The shootings began on Oct. 16, and at least 22 occurred through Oct. 18. The next two shootings took place between 11:40 a.m. and 12:20 p.m. on Oct. 27.

Police have received more than 600 tips overall, and more than 100 investigators are working on the case, according to a press release from the Ingham County Sheriff’s Office.

Although police identified two vehicles of interest — either a dark 1998 Oldsmobile Alero or a 1998 Toyota Camry — and a sketch of a suspect for the shootings from Oct. 16-18, Wriggelsworth said police do not have a vehicle description for the shootings Saturday.

Wriggelsworth also said police are unsure if the suspect is working alone, or if he was in a vehicle on the expressway or if he was standing on an overpass.

Michigan State Police were in Brighton, Mich., this morning investigating an incident in which a woman’s windshield shattered from what she thought was a bullet at the I-96 and U.S. Route 23 corridors.

But police confirmed the woman’s shattered windshield was not caused by a bullet, and the incident was not connected to a series of highway shootings that have occurred along the I-96 and M-52 highways, WLNS-TV reported.

James Madison freshman Luke Dzwonkowski was driving south along I-96 with his brother, State News design editor Drew Dzwonkowski, around 5 p.m.

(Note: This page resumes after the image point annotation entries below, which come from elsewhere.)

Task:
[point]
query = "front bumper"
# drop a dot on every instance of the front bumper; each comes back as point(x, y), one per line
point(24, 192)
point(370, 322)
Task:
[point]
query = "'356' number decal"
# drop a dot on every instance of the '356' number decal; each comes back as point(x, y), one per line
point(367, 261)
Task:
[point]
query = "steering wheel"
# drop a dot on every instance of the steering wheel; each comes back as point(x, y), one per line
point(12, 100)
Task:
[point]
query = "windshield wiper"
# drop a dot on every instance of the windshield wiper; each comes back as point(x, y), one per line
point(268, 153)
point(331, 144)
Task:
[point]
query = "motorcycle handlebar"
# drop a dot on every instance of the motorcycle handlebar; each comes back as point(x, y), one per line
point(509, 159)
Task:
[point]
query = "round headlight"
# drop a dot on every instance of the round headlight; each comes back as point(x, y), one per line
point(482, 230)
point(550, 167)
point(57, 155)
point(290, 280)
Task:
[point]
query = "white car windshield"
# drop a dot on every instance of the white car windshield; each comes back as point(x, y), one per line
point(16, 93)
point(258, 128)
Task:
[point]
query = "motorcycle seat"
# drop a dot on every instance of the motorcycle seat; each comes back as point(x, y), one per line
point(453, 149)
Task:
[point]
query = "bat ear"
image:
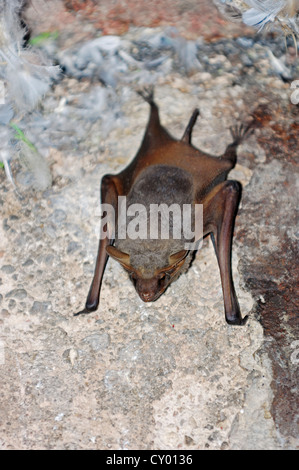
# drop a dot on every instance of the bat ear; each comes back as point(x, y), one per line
point(177, 257)
point(122, 258)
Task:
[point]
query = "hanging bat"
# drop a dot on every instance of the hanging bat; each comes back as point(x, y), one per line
point(170, 171)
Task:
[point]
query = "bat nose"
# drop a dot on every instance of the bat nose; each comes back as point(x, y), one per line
point(147, 290)
point(146, 297)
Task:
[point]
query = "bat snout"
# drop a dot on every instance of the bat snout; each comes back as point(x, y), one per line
point(148, 289)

Saturday and drove past police searching areas around the highway, he said.

“Heading north on the other side of the road, there were no cars at all, and about every half-mile there was a cop and a dog,” Luke Dzwonkowski said. “For literally five miles of road, there were no cars on the north side.”

He said there were at least three miles of cars backed up along the north side of the highway Saturday after the shootings, and police appeared to be funneling cars off of the highway.

There was so much traffic on the highway heading north, Dzwonkowski said he thought there was a “big disaster.”
“Toward the end of the backup, people waiting there saw there (was) no end in sight; there were people driving south on the north side of the road,” he said. “It was surreal.”

Luke Dzwonkowski said he was not aware of the shootings while he was driving.

Once he was off the highway, he and his brother saw that police were investigating shootings, he said.

“It is kind of a scary idea that the guy is still out there,” Luke Dzwonkowski said, adding that he and his brother drove along I-96 when they came back to MSU.